Gradually I've been whipping the upstairs garden into some sort of shape. I've gotten all of the perennials that died or nearly died to the ground cut back (although a mountain of debris now clutters the yard, waiting to be tied into bundles by my able assistant).

Today I cut back the Pride of Barbados in the far back, along with the tecoma stans and the red hamelia, all big woody plants, some stalks probably nine or ten feet tall. When I started on the tecoma stans I was worried that it was completely dead but a bit more hacking revealed the smallest sprigs of bright green down at ground level. The same job revealed the vine — why can I not remember what kind it is; not crossvine, not coral honeysuckle; oh well, it'll come to me — that I planted several years ago, hoping it would cover the back fence and climb up the utility pole. It's never done that but last summer it did have a few flowers — trumpet vine, that's it, Madame Galena, I belive is the variety — and although it mostly looks dead as a doornail I spied one sprig of new growth today.

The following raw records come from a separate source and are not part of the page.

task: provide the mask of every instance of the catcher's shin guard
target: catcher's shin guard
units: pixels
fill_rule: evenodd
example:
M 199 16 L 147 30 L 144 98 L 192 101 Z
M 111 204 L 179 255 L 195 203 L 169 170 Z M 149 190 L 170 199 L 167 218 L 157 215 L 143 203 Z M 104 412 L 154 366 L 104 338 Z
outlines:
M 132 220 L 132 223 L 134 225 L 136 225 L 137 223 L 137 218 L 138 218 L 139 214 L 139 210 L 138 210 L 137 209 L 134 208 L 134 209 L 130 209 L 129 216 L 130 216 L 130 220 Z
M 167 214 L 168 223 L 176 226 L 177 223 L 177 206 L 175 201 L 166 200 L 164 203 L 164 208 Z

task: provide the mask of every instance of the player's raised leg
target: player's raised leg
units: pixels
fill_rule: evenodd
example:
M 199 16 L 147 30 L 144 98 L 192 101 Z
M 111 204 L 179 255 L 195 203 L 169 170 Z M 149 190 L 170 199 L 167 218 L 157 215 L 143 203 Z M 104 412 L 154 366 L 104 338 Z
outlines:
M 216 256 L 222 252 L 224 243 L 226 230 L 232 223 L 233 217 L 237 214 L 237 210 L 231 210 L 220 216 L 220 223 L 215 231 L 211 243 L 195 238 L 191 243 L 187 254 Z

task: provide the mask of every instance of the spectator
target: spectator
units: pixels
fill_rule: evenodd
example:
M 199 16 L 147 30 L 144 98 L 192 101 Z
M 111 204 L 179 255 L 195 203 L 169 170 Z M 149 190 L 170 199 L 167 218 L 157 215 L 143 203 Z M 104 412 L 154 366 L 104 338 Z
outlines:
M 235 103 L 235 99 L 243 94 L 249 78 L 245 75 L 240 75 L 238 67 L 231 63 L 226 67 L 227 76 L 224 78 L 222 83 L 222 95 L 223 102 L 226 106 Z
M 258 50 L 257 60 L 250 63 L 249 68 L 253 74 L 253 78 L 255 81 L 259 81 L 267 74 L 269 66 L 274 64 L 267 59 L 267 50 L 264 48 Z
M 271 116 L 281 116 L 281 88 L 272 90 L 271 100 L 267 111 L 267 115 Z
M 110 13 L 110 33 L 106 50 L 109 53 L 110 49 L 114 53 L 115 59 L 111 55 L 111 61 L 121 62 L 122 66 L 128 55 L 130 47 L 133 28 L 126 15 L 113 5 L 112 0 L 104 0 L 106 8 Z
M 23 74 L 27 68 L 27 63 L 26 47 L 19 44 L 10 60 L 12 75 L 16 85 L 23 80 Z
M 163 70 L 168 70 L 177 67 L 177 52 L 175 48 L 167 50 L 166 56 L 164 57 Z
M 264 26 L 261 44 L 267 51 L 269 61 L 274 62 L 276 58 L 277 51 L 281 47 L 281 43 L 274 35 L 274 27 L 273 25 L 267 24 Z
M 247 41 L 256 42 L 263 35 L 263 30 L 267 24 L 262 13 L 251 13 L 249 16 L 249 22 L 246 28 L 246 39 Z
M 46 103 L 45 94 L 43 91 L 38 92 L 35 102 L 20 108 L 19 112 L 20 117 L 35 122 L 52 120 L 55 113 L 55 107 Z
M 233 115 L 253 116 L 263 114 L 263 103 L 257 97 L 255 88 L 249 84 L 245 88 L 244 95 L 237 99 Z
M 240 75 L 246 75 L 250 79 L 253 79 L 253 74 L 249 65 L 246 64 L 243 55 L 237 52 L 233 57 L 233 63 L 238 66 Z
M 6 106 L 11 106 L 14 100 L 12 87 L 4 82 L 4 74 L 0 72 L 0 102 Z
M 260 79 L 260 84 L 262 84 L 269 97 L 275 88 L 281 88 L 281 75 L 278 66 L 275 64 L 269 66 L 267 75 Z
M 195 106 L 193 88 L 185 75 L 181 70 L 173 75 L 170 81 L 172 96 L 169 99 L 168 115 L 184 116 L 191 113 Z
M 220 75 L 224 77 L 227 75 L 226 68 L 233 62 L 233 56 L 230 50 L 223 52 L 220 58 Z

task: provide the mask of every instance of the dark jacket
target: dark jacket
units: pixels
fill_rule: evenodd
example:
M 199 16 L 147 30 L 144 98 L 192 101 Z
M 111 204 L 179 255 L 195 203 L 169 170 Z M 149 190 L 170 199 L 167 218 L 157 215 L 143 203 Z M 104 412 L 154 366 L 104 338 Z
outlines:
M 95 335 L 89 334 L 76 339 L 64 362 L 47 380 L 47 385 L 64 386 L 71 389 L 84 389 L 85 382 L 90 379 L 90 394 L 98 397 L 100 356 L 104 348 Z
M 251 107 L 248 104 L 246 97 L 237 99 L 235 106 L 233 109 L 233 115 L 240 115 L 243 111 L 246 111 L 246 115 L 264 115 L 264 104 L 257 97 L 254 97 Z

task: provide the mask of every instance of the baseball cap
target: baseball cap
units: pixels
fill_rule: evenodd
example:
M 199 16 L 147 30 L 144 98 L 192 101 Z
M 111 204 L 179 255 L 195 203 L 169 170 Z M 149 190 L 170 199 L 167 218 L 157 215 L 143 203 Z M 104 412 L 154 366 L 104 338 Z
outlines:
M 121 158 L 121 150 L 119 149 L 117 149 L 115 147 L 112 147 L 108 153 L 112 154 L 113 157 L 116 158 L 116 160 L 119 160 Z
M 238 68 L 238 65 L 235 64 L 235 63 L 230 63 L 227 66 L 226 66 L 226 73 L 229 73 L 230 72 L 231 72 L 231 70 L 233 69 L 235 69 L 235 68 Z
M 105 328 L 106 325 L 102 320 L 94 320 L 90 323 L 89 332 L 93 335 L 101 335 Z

The Pride of Barbados shows no signs of new growth. I'm a bit worried about it but the hamelia I'm sure will be back, despite its current pathetic look.

Also revealed in the far back are numerous pups of the agave that last fall I identified as agave lopantha. It's the plant that outgrew its spot in a big pot in the front yard a few years ago. I've already got several of its pups in other places. I think I'm going to have to find homes — homes beyond my yard — for these new ones.

I also found sprouts on a yellow brugmansia I have in a pot in the downstairs yard but the salvia guaranitica "Black and Blue" in a big pot that was already resprouting before the last freeze isn't looking so good.

I'm feeling better about the garden than I was a week or so ago although there's still much to be done. I'm pondering removing the yucca that has long anchored the corner of the long L-shaped bed in the upstairs yard. It's the sole plant remaining from the barren wasteland that was the yard when we bought this house nearly 13 years ago. But I think it has to go. I may have said before that we actually tried to get rid of it a few years ago when it started looking particularly raggedy but it sprang back from a stump. If it was gone, I'd probably also get rid of the orange hamelia beside it. I much prefer the red version, both for the color of the flowers (or are those bracts?) and for the reddish hue of the foliage. That would leave a huge gap, ripe for something new.

Oh and the wisteria (on the miserable arbor) has shot out buds virtually overnight (just like all the elm trees in the neighborhood; one day to the next and suddenly tiny leaves cover every branch). I'll take pictures when it blooms in a week or so. Ugly arbor or not, it's usually quite a sight.